Cerehor Nedir, Ne Demektir, Anlamı, Görevleri, Hakkında Bilgi

Cerehor, Selçuklular’da ve Özellikle Osmanlı Devleti askerî teşkilâtında daha çok geri hizmetlerde geçici olarak kullanılmış olan ücretli asker.

Farsça’da “ücret, nafaka, maaş” an­lamlarına gelen cerâ kelimesiyle “yiyen, yiyici” anlamındaki hor kelimesinden meydana gelmiştir. Cerihor ve serehor şekillerinde de telaffuz edilmiştir. Orta­ya çıkışı ve teşkilât hakkında kesin bil­gi yoktur. İbn Bîbi’de ecr-hör, cirâhör, icrâhör olarak geçen bu zümreden II. Gıyâseddin Keyhusrev 1243″te Moğollar’a, Muînüddin Süleyman Pervane de Rükneddin Kılıcarstan’a karşı yaptıkları mü­cadelelerde faydalanmışlardır.

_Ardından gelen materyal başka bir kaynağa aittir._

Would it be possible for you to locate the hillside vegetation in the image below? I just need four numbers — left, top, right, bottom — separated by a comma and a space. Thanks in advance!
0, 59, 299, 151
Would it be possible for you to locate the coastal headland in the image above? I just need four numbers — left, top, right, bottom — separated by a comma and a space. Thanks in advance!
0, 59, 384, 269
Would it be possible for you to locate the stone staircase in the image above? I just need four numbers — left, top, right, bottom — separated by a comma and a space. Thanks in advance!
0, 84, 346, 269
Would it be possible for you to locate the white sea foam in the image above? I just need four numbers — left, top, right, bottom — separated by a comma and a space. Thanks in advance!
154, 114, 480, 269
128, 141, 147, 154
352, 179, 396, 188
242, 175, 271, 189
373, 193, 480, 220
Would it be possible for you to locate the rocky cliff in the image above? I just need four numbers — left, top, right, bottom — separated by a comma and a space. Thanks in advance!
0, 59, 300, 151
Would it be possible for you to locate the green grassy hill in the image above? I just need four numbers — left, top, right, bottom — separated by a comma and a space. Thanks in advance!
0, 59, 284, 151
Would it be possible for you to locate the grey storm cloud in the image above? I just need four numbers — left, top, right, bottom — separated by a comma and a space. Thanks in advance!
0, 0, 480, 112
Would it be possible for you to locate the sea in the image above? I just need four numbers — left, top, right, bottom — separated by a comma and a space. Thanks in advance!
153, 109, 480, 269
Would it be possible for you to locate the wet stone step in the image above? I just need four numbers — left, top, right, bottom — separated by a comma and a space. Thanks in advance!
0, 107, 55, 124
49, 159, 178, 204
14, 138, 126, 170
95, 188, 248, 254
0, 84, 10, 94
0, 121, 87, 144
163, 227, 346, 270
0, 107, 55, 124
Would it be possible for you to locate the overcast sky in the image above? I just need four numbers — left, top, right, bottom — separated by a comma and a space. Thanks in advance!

Osmanlı Devleti’nde de Yıldırım Baye-zid tarafından Ankara Savaşı’nda (1402) Timur kuvvetlerine karşı Rumeli ve Ana­dolu’dan, daha ziyade gayri müslimlerden toplanmış cerehorlann kullanıldığı bilinmektedir. Bunlar ihtiyaca göre top­lumun en hareketli kesiminden gençler­den toplanırdı. Yeniçeri Ocağı’nın kurul­masından sonra garib. azeb ve canbâ-zân taifeleri gibi eyalet askerleri statü­süne giren cerehorlar gönüllü olarak alın­dığı gibi cebren de toplanabilirdi. Firar olaylarını önlemek için de her cerehor kefile bağlanırdı. Daha sonraki dönem­lerde hemen sadece kale tamiri, köprü yapımı, yol inşaatlarında ve maden ocak­larında kullanılan cerehorlar avarız vergisi karşılığı olarak da çalıştırılmışlardır. Nitekim daha 1440’larda cerehorluktan muafiyet belgelerine rastlanmaktadır.

XVI. yüzyılda cerehorlara 4 akçe civa­rında yevmiye veriliyordu. Belgelerden anlaşıldığına göre bu zümreye genellik­le barış dönemlerinde ücret karşılığı, sa­vaş dönemlerinde ise vergi muafiyeti çer­çevesinde hizmet gördürülüyordu. Hiz­metleri zamanla az ücretli rençberlik ve ırgatlık haline gelmiş olan cerehorlar XVIII. yüzyıldan sonra pek görülmemiş­lerdir.